Sunday, September 4, 2016

     Do you ever wish you could add a dashboard to your body with some buttons you could push to improve your lifestyle? I This dashboard would have buttons for various categories, and a time to determine how long you wanted the modification to last, i.e. take away my hunger for the nest two hours. I have come up with a daring dashboard concept. Which buttons would you add?

Here’s my list:

Ladies first.

  1. When you’ve finished a big meal, and you want to go to the beach, you simply push the Digest Button, and you’re tummy is flat, you look amazing in your new bikini, and you run in slow motion into the ocean moonlight. No flab, no flatulence.

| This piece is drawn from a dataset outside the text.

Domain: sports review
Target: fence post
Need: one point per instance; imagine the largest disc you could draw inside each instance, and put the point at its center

2.  When you’re interviewing for a big job, you push the Blemish Button, and all spots of any kind disappear from your face, neck  and décolletage. 

3.   When you’re ready to wring the neck of a family member who is making you nuts, you just push the Let-it-go button, and all anger dissipates. 

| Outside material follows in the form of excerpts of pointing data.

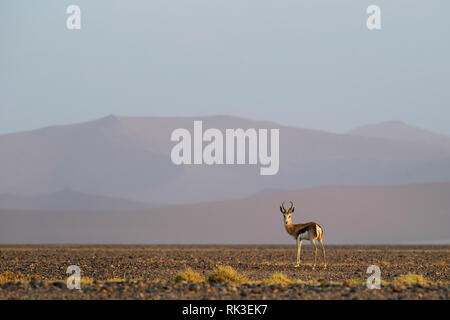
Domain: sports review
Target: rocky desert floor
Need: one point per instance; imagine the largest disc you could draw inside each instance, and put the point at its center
(261, 272)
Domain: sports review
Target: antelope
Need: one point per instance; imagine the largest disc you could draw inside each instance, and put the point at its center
(303, 231)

4.  When you want to retaliate against someone who has hurt or wronged you in some way, you push the It’s Not Worth It button, and chill.

5.  When the entire house needs cleaning, and you are exhausted from thinking up clever blogs, you push the “Dust and Dirt Don’t Matter”button, and you go about your Cosmo.

Gentlemen next:

  1. When your spouse starts nagging you about the chores you didn’t finish, you push the “Deaf” button, and suddenly you see her mouth going, but you hear nothing.

2.  When you are watching the game, and your kids start running in front of the TV and making noise, you push the “Freeze” button, and the little buggers just stop and shut up until you push the “defrost” button.

3.  When the ball stops 1/16 of an inch to the left of the cup, you simply push the “slight breeze” button, and voilà. 

4.  When a gorgeous blond sits down next to you on the plane, you push the “Clooney Charisma” button, and before you know it, she’s hanging on your every word.

     Wouldn’t it be lovely? I guess the Big Guy needed more days.